Temendo o pior para sua família, Milton acatou a ameaça. “Que ninguém ficasse sabendo desse ‘pequeno acordo’. Bituca sofreu calado. Ameaçaram sequestrar o menino. Ele não podia dividir aquela dor com ninguém, pois qualquer um que soubesse da história correria risco também”, descreve a biógrafa.

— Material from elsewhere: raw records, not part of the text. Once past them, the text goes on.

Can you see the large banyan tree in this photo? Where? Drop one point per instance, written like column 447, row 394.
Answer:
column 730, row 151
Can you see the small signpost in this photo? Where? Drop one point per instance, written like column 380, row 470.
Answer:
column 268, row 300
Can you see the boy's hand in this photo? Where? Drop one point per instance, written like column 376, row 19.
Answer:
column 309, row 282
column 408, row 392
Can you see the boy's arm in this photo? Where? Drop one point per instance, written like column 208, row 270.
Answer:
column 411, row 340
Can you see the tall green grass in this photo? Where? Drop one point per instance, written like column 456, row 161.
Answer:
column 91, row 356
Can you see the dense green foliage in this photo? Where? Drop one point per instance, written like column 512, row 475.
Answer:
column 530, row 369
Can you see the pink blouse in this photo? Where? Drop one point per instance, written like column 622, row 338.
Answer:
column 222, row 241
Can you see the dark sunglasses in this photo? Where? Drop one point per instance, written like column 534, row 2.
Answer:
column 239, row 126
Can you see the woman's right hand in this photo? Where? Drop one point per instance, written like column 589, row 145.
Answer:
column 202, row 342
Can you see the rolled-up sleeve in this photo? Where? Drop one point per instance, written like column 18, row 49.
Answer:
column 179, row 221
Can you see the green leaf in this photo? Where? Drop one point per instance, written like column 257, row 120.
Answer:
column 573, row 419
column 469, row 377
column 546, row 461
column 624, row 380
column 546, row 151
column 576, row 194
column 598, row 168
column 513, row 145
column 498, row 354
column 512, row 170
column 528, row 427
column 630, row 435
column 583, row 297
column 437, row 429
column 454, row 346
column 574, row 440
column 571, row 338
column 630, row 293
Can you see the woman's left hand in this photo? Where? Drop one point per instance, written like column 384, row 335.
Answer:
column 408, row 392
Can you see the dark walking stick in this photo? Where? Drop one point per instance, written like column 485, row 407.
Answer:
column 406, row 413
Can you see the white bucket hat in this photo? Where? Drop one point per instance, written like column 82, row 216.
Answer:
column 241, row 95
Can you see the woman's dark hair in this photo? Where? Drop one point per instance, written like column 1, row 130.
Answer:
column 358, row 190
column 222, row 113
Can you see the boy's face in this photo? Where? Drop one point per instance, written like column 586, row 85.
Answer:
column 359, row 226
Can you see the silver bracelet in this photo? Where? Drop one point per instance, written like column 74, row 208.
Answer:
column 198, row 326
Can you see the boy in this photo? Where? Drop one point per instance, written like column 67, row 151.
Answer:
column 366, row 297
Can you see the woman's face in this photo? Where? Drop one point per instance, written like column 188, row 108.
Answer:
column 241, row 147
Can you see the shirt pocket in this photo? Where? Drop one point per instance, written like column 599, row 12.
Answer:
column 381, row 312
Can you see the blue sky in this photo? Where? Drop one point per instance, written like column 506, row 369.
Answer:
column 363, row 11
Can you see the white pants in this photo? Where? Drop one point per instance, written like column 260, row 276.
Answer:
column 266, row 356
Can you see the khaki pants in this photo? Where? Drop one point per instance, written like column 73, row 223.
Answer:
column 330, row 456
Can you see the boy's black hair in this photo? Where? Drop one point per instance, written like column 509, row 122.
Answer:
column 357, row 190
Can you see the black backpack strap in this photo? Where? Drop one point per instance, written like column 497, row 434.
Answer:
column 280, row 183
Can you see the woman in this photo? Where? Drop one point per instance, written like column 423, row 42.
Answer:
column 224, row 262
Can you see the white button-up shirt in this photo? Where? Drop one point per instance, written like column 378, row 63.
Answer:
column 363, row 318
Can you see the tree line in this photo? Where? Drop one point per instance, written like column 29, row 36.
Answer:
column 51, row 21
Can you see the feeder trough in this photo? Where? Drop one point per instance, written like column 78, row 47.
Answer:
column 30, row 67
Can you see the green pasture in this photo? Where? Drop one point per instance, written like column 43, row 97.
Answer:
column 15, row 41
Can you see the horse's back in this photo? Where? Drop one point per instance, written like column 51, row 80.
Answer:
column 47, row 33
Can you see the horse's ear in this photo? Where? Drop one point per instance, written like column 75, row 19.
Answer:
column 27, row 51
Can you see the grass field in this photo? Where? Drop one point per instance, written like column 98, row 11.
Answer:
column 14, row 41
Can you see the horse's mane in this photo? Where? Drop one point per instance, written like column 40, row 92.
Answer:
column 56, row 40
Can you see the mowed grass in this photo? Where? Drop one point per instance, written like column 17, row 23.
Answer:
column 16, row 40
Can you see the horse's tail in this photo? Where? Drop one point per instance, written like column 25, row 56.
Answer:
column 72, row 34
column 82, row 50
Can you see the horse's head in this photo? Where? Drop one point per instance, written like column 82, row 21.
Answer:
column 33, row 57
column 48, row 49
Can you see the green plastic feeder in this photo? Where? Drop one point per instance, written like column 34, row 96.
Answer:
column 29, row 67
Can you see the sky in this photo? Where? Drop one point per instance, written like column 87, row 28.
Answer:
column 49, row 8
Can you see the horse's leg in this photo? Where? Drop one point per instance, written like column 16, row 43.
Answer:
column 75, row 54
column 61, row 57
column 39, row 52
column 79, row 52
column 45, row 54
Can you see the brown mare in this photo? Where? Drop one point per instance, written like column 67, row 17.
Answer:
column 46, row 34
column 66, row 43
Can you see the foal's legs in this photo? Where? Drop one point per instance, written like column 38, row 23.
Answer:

Segundo o livro, Bituca arrumou as malas, voltou para o Rio e desapareceu da vida de Káritas e Pablo, perdendo contato com a companheira e com o menino. “Nunca mais se relacionou com o filho”, finaliza Maria Dolores.
SÉRIE DE REPORTAGENS
O Estado de Minas iniciou no domingo (4/6) a publicação da série de reportagens “O milagre de Milton”, sobre os 50 anos de lançamento do LP “Milagre dos peixes”. Lançado em 1973, o álbum tornou-se o grito de Milton Nascimento contra a censura vigente na ditadura militar. O sucessor do aclamado “Clube da Esquina” foi mutilado pelos censores, que vetaram os versos de três parcerias do cantor: “Os escravos de Jó” (com Fernando Brant), “Hoje é dia de El-Rey” (com Márcio Borges) e “Cadê” (com o cineasta Ruy Guerra). Milton Nascimento, então, preencheu as melodias com vocalises, gritos, falsetes e timbres que expressavam o que havia sido proibido.